As a young man, Phillips attended Harvard University in in 1910 in the newly formed and innovative program awarding Masters of Landscape Architecture degrees under Charles Eliot and Frederick Law Olmsted, Jr., the son of Frederick Law Olmsted who famously designed Central Park in New York City and Golden Gate Park in San Francisco. Harvard was establishing a groundbreaking new field of study that combined architecture, design, civil engineering, the arts, horticulture, geology, and countless other disciplines needed in order to manipulate natural landscapes to enhance both their usefulness and their beauty. They were focused on unifying all of the elements of landscape—such as plants, water, architecture and their form, color and scale—into a seamless and integrated experience for people. There was a need for landscape architects because of the vast swaths of land the United States had that was yet to be properly cultivated in the early 20th century. The program also put into place the basic tenets of the field of study which is still very much in demand today. Phillips graduated and was immediately offered a job with the Olmsted Brothers firm, evidence of his already burgeoning mastery of the field.

But he passed on the offer, hoping to create some distance from his teachers and make a name in his own right. After university, he went to work in Montreal, but ended up returning to America to finally work for the Olmsted Brothers, a partnership that would influence all of them for the rest of their lives. Phillips briefly left their employ to go on “the Grand Tour,” travelling around Europe, sketching every possible landscape and soaking in what his predecessors on the continent had developed. While there, he was offered a position working in Panama in the area surrounding a new canal project. Afterward he bounced around various design and architecture jobs until 1924 when he was sent by the Olmsted Brothers to head up the Mountain Lake Sanctuary, now famous for its gothic revival Bok Tower. He was finally in Florida, where he would find inspiration in the tropics for the rest of his life and make an indelible mark on the land with his work.

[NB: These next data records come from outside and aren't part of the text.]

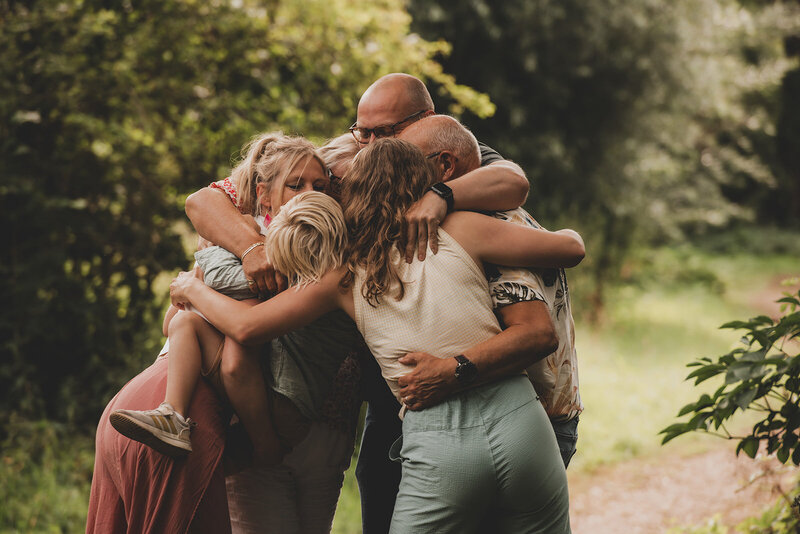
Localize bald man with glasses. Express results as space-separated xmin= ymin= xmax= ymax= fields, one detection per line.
xmin=350 ymin=73 xmax=552 ymax=534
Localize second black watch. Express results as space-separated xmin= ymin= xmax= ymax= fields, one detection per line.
xmin=428 ymin=182 xmax=453 ymax=213
xmin=456 ymin=354 xmax=478 ymax=384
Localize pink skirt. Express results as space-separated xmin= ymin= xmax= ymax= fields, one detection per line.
xmin=86 ymin=357 xmax=231 ymax=534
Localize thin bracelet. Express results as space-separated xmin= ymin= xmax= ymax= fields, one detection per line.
xmin=239 ymin=241 xmax=264 ymax=261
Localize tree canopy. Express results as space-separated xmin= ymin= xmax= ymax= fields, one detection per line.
xmin=0 ymin=0 xmax=491 ymax=428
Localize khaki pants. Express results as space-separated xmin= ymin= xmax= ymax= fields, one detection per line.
xmin=226 ymin=422 xmax=353 ymax=534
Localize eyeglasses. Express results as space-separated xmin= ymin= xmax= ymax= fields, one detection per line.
xmin=349 ymin=109 xmax=428 ymax=145
xmin=425 ymin=150 xmax=458 ymax=161
xmin=328 ymin=168 xmax=342 ymax=183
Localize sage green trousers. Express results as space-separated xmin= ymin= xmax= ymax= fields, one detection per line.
xmin=390 ymin=375 xmax=570 ymax=534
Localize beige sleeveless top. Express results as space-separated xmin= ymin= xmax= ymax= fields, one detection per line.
xmin=353 ymin=228 xmax=500 ymax=400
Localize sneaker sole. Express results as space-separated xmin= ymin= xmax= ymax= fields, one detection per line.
xmin=108 ymin=412 xmax=192 ymax=458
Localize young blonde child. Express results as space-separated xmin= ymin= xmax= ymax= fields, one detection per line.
xmin=110 ymin=133 xmax=330 ymax=465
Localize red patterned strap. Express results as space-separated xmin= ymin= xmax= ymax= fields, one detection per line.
xmin=208 ymin=176 xmax=239 ymax=208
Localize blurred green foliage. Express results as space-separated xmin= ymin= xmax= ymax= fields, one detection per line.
xmin=0 ymin=419 xmax=94 ymax=533
xmin=0 ymin=0 xmax=491 ymax=434
xmin=410 ymin=0 xmax=800 ymax=318
xmin=661 ymin=286 xmax=800 ymax=465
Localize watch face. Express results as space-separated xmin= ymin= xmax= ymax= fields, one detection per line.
xmin=456 ymin=360 xmax=478 ymax=382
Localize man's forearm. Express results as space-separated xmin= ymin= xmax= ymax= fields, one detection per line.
xmin=398 ymin=301 xmax=558 ymax=410
xmin=186 ymin=187 xmax=263 ymax=257
xmin=447 ymin=160 xmax=530 ymax=211
xmin=464 ymin=318 xmax=558 ymax=390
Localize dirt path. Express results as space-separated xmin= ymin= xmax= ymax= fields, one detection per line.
xmin=569 ymin=450 xmax=796 ymax=534
xmin=568 ymin=275 xmax=797 ymax=534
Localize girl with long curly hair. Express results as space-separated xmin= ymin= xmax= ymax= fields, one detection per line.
xmin=171 ymin=139 xmax=584 ymax=533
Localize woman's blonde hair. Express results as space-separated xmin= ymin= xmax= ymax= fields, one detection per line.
xmin=342 ymin=138 xmax=434 ymax=306
xmin=265 ymin=191 xmax=347 ymax=287
xmin=231 ymin=132 xmax=326 ymax=215
xmin=317 ymin=133 xmax=359 ymax=200
xmin=318 ymin=133 xmax=359 ymax=178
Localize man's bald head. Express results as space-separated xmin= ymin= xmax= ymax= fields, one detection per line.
xmin=397 ymin=115 xmax=481 ymax=179
xmin=356 ymin=72 xmax=434 ymax=144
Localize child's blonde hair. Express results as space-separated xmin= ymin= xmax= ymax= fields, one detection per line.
xmin=231 ymin=132 xmax=325 ymax=215
xmin=265 ymin=191 xmax=347 ymax=287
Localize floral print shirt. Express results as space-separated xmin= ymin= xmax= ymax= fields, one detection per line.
xmin=486 ymin=208 xmax=583 ymax=420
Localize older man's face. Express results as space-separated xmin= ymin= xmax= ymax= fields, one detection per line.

A good deal of Phillips’ Florida work was done for the Civilian Conservation Corps (CCC), a New Deal national public works revitalization initiative launched by Franklin Delano Roosevelt in response to the Great Depression. Phillips joined this project in 1933 and contributed until 1941 as the project superintendent for Royal Palm Park in the Everglades, Greynolds, Matheson Hammock, Fairchild, and others. Still today, these are many people’s introductory points for understanding and experiencing tropical cultivated landscapes.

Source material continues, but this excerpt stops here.